Arguments pertinents
La Cour de cassation a souligné que les attestations fournies par M. X... ne sont pas des preuves satisfaisantes, conformément à l'article 537 du code de procédure pénale. Cet article stipule que "les procès-verbaux dressés par les officiers ou agents de police judiciaire font foi jusqu'à preuve contraire". La décision du tribunal de proximité, qui avait prononcé la relaxe en s'appuyant sur ces attestations, a été jugée erronée, car elle n'apportait pas la preuve écrite ou testimoniale requise pour contrer le procès-verbal.
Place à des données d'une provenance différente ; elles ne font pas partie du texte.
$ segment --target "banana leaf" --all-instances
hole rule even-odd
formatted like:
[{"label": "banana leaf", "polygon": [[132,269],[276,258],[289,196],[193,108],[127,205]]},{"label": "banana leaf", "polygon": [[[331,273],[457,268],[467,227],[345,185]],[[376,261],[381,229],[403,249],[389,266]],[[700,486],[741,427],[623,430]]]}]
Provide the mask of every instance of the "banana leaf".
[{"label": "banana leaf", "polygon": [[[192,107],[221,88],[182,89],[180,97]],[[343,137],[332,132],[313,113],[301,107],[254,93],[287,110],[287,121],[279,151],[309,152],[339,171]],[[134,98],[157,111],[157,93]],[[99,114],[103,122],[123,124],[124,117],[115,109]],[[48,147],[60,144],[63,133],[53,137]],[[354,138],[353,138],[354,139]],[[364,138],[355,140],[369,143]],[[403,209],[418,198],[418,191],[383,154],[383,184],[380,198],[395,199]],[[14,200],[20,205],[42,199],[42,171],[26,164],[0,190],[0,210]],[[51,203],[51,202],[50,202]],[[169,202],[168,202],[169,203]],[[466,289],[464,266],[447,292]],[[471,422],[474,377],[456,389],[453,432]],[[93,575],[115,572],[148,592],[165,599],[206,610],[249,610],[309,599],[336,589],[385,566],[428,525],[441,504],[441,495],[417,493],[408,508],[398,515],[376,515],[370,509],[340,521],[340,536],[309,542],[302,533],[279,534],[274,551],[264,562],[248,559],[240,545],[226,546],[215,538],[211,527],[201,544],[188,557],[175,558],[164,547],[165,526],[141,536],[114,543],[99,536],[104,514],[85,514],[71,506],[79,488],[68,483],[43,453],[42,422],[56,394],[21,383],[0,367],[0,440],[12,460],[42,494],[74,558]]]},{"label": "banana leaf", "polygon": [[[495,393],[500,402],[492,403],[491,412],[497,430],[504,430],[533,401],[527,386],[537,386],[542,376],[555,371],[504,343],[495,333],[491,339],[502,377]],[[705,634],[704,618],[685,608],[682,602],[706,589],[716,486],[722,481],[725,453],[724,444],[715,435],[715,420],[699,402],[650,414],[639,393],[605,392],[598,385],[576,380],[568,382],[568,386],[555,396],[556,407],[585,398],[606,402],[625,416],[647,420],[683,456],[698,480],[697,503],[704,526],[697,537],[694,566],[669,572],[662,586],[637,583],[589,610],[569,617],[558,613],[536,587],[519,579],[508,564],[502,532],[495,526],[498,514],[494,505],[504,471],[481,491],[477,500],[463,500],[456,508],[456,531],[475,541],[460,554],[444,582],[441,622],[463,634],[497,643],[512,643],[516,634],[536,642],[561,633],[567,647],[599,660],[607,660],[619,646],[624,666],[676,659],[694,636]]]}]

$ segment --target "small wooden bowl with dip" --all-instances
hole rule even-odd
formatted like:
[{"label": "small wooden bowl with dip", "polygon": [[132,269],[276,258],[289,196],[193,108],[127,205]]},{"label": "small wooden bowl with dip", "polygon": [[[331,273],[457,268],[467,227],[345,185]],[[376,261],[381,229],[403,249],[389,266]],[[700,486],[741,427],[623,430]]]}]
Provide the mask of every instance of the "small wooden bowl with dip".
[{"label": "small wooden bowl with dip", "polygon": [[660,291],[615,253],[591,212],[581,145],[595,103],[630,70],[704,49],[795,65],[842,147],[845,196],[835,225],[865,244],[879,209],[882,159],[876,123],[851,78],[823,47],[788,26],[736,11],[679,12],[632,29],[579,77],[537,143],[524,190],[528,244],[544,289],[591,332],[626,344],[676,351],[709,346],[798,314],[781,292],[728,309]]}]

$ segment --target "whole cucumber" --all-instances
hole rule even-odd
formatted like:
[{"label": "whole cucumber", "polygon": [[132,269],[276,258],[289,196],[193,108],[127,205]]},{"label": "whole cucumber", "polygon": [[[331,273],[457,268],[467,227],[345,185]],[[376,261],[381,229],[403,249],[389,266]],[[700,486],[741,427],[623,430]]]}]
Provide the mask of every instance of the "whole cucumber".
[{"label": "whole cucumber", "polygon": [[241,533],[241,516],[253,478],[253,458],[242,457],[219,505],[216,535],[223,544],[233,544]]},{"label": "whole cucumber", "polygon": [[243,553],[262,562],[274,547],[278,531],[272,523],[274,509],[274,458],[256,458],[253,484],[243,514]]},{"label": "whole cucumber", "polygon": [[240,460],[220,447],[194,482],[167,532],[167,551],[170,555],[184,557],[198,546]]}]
La Cour a donc cassé le jugement en déclarant : « le tribunal a méconnu le sens et la portée du texte susvisé et le principe ci-dessus rappelé ».
Interprétations et citations légales
L'article 537 du code de procédure pénale établit le cadre légal en matière de preuve dans les contraventions :
- Code de procédure pénale - Article 537 : « Les procès-verbaux dressés par les officiers ou agents de police judiciaire font foi jusqu'à preuve contraire des contraventions qu'ils constatent ; la preuve contraire ne peut être rapportée que par écrit ou par témoins. »
Dans cette décision, la Cour de cassation précise que les attestations, bien qu'écrites, ne remplissent pas les conditions de preuve exigées pour contredire un procès-verbal. En effet, l'interprétation stricte de "preuve par écrit" ou "preuve par témoins" implique que les attestations de M. X... ne suffisent pas à établir une preuve contraire au procès-verbal émis par les autorités.
Ainsi, la Cour confirme que les preuves dont un prévenu peut se prévaloir pour contester une contravention doivent être robustes et bien ancrées dans le cadre légal, ce qui n'était pas le cas ici. Cette décision rappelle l'importance du strict respect des critères de preuve établis dans le droit pénal français.